Background technology
In recent years, vitamin B12Derivative is due to abundant redox property and Coordination Properties, in catalysis
Field is used as a kind of efficient photochemical catalyst, and the research for the immobilized and catalytic performance of such compound has obtained chemistry
The extensive concern of researcher.Graphene has good electric conductivity and big specific surface area, can both make in photocatalytic system
For catalyst carrier, again can as electronics transmission body.Therefore, with vitamin B12Based on derivative, construct efficient, green
Color, cheap visible light catalytic dehalogenation system, use it for processing halogenated organic solvent waste liquid and remain in organic in soil
Halo agricultural chemicals, will be with a wide range of applications in catalytic field.

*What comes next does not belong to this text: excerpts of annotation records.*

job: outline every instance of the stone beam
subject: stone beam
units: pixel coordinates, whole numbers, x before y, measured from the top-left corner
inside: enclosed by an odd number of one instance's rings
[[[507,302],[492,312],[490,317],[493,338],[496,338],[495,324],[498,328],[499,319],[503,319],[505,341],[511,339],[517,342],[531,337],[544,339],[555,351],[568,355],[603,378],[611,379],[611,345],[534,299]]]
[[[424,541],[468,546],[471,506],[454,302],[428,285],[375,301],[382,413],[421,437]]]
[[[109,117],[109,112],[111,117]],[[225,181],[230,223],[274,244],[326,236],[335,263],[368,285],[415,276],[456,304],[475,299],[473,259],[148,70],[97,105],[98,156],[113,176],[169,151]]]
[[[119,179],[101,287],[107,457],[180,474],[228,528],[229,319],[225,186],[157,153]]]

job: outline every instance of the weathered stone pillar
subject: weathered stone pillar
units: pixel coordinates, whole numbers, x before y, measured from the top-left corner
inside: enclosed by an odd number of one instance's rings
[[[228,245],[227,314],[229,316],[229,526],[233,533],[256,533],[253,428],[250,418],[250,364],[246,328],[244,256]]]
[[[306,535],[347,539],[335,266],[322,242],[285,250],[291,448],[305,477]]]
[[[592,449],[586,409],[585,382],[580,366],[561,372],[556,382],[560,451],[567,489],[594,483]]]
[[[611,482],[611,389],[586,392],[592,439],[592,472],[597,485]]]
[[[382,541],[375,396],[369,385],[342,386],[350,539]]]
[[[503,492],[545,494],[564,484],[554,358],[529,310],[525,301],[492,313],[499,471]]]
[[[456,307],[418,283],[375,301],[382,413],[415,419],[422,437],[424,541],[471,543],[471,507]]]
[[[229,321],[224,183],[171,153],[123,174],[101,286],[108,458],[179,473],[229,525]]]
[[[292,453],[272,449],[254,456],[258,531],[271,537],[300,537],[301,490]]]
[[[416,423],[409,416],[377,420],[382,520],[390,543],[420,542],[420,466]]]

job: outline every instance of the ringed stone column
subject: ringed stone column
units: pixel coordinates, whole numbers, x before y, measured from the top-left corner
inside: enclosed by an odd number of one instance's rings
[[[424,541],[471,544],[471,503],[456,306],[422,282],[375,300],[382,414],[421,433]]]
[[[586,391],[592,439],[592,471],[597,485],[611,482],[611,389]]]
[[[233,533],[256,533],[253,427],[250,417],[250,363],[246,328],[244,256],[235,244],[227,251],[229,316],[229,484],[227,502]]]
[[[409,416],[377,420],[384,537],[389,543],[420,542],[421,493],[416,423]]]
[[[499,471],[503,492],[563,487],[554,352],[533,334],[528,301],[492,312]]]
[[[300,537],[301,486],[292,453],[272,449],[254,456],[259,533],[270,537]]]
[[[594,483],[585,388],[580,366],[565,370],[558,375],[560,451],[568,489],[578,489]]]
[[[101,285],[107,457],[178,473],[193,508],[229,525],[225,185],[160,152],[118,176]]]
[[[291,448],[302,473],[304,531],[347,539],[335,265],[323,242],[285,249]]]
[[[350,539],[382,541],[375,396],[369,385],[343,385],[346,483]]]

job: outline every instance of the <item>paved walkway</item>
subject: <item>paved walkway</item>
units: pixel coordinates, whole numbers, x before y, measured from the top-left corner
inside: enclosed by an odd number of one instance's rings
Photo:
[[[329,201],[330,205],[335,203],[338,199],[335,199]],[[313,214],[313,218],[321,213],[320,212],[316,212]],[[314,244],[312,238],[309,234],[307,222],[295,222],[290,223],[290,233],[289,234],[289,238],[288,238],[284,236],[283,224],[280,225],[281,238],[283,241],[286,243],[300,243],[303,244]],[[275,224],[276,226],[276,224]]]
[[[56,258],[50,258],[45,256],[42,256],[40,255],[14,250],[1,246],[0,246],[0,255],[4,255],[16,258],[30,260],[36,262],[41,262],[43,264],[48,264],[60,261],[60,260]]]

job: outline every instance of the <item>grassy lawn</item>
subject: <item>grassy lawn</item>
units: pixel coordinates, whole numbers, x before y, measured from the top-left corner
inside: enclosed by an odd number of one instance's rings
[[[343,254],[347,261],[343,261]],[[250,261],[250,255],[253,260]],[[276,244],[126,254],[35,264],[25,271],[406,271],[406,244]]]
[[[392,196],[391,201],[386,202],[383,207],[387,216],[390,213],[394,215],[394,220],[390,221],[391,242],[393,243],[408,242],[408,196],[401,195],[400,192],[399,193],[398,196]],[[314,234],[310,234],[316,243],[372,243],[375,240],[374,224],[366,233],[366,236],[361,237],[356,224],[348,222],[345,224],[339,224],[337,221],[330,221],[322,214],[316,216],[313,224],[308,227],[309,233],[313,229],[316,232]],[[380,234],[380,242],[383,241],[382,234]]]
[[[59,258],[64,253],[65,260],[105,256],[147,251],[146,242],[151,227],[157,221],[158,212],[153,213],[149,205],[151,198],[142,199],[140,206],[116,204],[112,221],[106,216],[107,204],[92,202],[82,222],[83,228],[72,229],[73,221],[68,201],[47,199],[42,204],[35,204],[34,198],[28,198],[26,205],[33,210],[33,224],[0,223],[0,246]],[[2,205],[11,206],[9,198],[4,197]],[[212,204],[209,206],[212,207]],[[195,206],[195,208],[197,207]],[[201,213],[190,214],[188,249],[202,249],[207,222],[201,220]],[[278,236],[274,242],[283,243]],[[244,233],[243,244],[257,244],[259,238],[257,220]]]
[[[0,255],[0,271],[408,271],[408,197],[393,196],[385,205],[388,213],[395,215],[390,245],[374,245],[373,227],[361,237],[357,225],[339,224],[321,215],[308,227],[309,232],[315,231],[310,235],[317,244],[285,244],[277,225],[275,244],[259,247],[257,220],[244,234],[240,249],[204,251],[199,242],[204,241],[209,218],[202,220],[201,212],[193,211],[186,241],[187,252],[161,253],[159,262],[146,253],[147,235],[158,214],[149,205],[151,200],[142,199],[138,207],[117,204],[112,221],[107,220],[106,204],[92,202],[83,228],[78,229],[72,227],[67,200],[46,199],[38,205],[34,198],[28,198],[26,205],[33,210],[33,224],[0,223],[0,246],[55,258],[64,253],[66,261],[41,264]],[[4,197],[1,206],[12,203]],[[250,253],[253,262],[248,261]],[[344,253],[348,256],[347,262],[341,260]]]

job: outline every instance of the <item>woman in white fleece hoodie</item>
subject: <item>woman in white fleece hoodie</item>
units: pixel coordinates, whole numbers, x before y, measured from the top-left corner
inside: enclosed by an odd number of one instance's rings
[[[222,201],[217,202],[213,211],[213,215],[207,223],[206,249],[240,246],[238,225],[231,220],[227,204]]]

The content of the invention
In order to solve the above-mentioned technical problem, it is an object of the invention to provide a kind of multiplex catalyst RhB/B12-PIL/
RGO, by catalyst B12Derivative and sensitising agent rhodamine B (RhB) are while be immobilized on redox graphene (rGO) lamella table
Face, prepares multiplex catalyst RhB/B12- PIL/rGO, the composite catalyst can be used for processing halogenated organic solvent waste liquid
And the halogenated organic agricultural chemicals remained in soil, have wide practical use in catalytic field.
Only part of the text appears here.